Don’t be disillusioned by what you see as the decline of the nursing ideal and try to hold onto your beautiful and noble desire to help those in need. You are young and inexperienced in both life and your chosen craft but you can hold onto your wonderful ideals, by remembering that no one stays young forever, every young person will one day, if they are blessed with a lengthy life, become old and possibly infirm and reliant on children or strangers for their care.

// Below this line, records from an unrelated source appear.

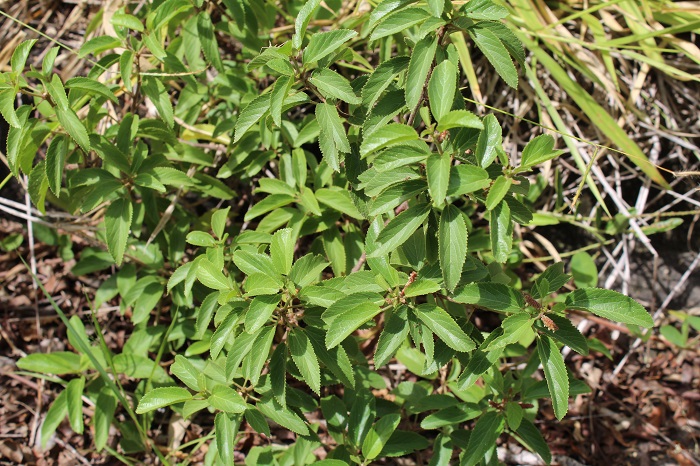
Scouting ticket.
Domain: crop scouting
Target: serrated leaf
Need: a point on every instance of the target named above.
(494, 296)
(442, 87)
(162, 397)
(501, 232)
(91, 87)
(392, 337)
(555, 374)
(332, 84)
(498, 191)
(538, 150)
(399, 229)
(305, 359)
(490, 138)
(282, 250)
(609, 305)
(530, 436)
(452, 246)
(210, 47)
(118, 223)
(418, 69)
(379, 435)
(302, 21)
(343, 324)
(496, 53)
(20, 55)
(74, 127)
(277, 96)
(226, 399)
(260, 310)
(399, 21)
(483, 438)
(283, 416)
(381, 78)
(226, 428)
(445, 327)
(466, 178)
(322, 44)
(438, 174)
(211, 276)
(458, 119)
(250, 115)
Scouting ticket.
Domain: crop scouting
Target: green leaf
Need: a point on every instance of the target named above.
(442, 87)
(156, 92)
(538, 150)
(92, 87)
(260, 310)
(610, 305)
(338, 199)
(459, 119)
(306, 270)
(277, 96)
(162, 397)
(226, 428)
(74, 394)
(305, 359)
(20, 55)
(74, 127)
(438, 174)
(566, 333)
(302, 21)
(251, 263)
(184, 370)
(530, 436)
(498, 191)
(341, 325)
(494, 296)
(392, 337)
(584, 270)
(452, 246)
(483, 438)
(496, 53)
(117, 223)
(399, 229)
(389, 135)
(251, 115)
(379, 435)
(501, 232)
(282, 250)
(124, 20)
(490, 138)
(381, 78)
(211, 276)
(257, 357)
(332, 84)
(270, 203)
(105, 407)
(226, 399)
(323, 44)
(445, 327)
(54, 416)
(283, 416)
(210, 47)
(467, 179)
(418, 69)
(555, 374)
(399, 21)
(7, 107)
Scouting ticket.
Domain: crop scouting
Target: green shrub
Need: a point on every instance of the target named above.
(381, 219)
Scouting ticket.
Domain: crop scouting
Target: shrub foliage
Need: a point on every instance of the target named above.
(297, 204)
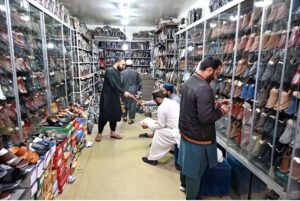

You are in a position to teach the seasoned staff that seemed to have waylaid why they became nurses and doctors by the example you set, showing them what a steady stream of love, compassion and caring can yield. Also helpful would be if you could encourage family members to put in more of a presence for their family member who is institutionalized. It would greatly cut down on the mundane chores of wear and tear outside of actual nurse participation, like feeding, entertaining and consoling the fearful and aged family members. This would leave a greater ability for the nurses to do what they were trained to do without diminishing them. As far as pay is concerned, that’s a bit out of my field of expertise.
Thank you for bringing to light a very important issue. Don’t let go of your high calling and your amazing desire to help people, a commodity more and more rare in this day. We must never forget that no one is responsible for our elderly parents but us, their children! If caring for the two people who cared for us is impossible 24/7, at least make sure that the help you choose for them is the very best by helping out as much as possible. A nurse is not a machine that works non-stop, 24 hours a day, seven days a week. She is a human being who loves to help people, cares a great deal for their well-being and appreciates your realization of that fact. And so will your elderly parent/s or other relative/s finding themselves in a strange environment often away from their homes and all the familiarity that brings them comfort. In this way everyone will be happy, fulfilled and working towards better health.